Eric Tabuchi
Éric Tabuchi a pour initiales ET, mais on ne peut rien tirer de cette coïncidence, si ce n’est signaler en préambule son goût affirmé pour la contradiction, puisqu’il n’est pas un extraterrestre mais un terrien. Tout commence, dit-il, par deux drapeaux, la croix blanche sur fond rouge, et le cercle rouge sur fond blanc. Le Danemark et le Japon. De père japonais et de mère danoise, Éric Tabuchi est né français, en France.
Il y a toute une vie d’Éric Tabuchi dont nous ne parlerons pas ici. C’est seulement il y a une dizaine d’années qu’il entame le travail de photographie, de sculpture, et d’exposition pour lequel il est aujourd’hui connu. ET est d’abord un homme de la route. Il parcourt inlassablement le tiers nord de la France au volant de sa Suzuki Wagon R blanche. « Je ne photographie que la France » dit-il.
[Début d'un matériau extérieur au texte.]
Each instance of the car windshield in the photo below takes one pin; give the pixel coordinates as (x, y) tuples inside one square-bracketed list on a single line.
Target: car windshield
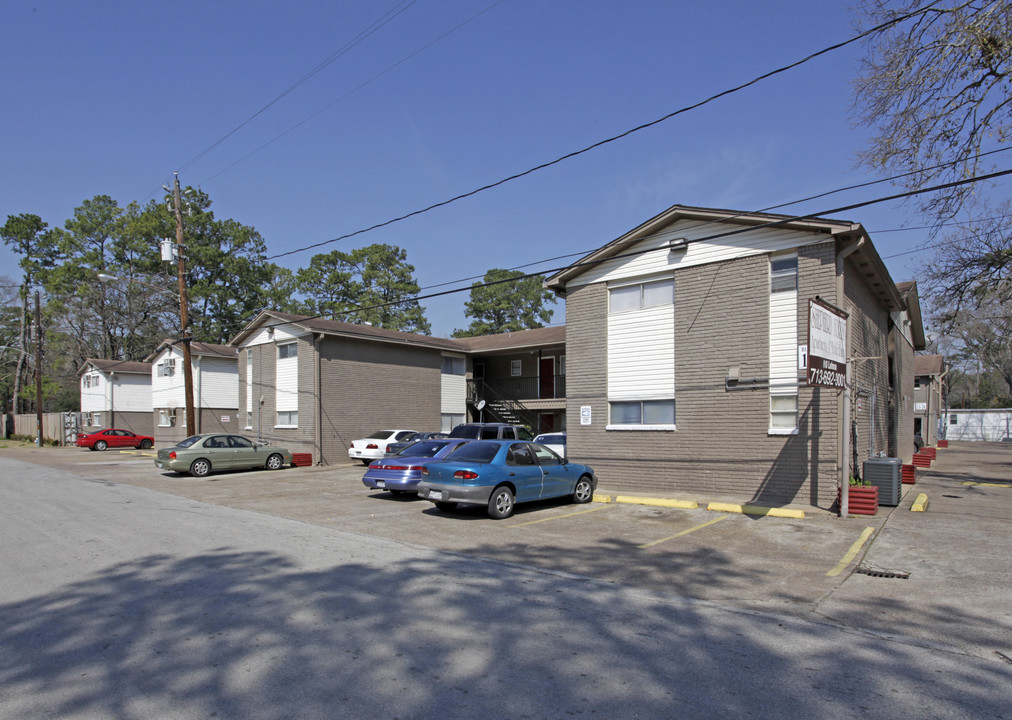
[(474, 453), (424, 449)]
Il roule à travers la campagne, il s’arrête le long des départementales et des nationales. Il n’emprunte les autoroutes que par commodité, pour effectuer des liaisons plus rapides entre deux points. A ces exceptions près, il préfère les zigzags. Les contrées où le soleil commence à briller ne l’intéressent pas parce qu’elles sont exotiques. La Loire est donc une frontière mentale qu’il ne franchit pas et qui rappelle dans son discours le précipice que les navigateurs croyaient trouver, une fois arrivés aux confins de la Terre pré-copernicienne, une peur millénariste projetée sur les limites étroites de l’Hexagone.
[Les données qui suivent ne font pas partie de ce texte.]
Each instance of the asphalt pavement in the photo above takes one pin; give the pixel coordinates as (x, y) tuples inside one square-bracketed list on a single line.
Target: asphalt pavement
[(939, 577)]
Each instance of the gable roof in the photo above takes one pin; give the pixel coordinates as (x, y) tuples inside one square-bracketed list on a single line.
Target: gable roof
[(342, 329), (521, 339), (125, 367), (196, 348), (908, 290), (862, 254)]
Comme un condensé de cette zone vide, diagonale entre la ville et la campagne dans laquelle il puise ses sujets isolés, la Trilogie française #1 est un triptyque de photographies qui représente un skate park, un restaurant sino-japonais aux abords d’une petite ville, et la camionette Citroën bleue d’une prostituée arrêté sur le bord d’une route. Blanc, rouge, bleu. Tout est dit, dans le désordre. Il a étudié la sociologie, mais ses séries photographiques inventent quelque chose qui se rapproche davantage d’une forme de mythologie spécifiquement française. Les stations services abandonnées, ou recyclées, les églises en béton de la reconstruction dans le grand Est, les devantures et les enseignes commerciales qui utilisent le mot « concept », les restaurants asiatiques des petites villes, les excentriques petites constructions rurales, les bouquets accrochés le long des routes en souvenir des disparus, chaque série raconte des pratiques en train de disparaître et documente les marges du paysage vernaculaire français.
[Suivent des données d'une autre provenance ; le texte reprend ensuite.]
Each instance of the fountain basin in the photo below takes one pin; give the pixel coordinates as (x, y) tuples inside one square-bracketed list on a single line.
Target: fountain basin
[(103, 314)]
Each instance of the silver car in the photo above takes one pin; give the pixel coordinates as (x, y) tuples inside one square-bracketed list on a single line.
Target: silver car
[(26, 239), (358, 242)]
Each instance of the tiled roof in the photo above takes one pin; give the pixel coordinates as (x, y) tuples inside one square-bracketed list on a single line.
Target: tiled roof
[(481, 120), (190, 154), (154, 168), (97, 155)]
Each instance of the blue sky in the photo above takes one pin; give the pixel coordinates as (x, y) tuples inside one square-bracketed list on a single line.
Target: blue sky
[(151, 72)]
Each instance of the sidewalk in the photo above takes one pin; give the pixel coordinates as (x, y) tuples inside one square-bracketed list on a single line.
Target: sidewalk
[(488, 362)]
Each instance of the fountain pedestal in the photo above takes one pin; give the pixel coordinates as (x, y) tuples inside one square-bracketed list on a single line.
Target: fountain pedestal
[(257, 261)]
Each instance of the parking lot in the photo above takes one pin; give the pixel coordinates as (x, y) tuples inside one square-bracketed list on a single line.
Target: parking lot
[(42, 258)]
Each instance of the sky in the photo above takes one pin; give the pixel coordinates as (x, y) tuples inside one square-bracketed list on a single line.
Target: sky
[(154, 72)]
Éric Tabuchi est un chasseur et il ramène dans sa gibecière les clichés de toutes les anomalies qui subsistent et qu’il découvre au hasard de ses déplacements. L’enseigne animalière d’une école de chasse dans les environs de Dreux (un gros sanglier débonnaire), une tour Eiffel en bois effondrée à Sully s/Loire, la mini-statue de la Liberté de Barantin, le monument du centre de la France à Bruère Allichamps, le skate park de La Charité s/Loire, ou l’église bétonnée de Verdun sont autant de trophées qu’il ramène de ses safaris (trophées justement réunis dans l’édition Hyper Trophy). Ce goût pour les marges se retrouve d’ailleurs dans ses expositions. Lorsqu’il réalise une une peinture pour l’angle d’un mur, soit l’endroit possiblement le moins propice pour accrocher une œuvre, ou lorsqu’il cherche à déplier l’espace à l’aide de motifs muraux optiques, Éric Tabuchi ne fait que rejouer dans le format de l’exposition sa sympathie pour les espaces délaissés, et cette espèce de solidarité bizarre qu’il éprouve à leur égard.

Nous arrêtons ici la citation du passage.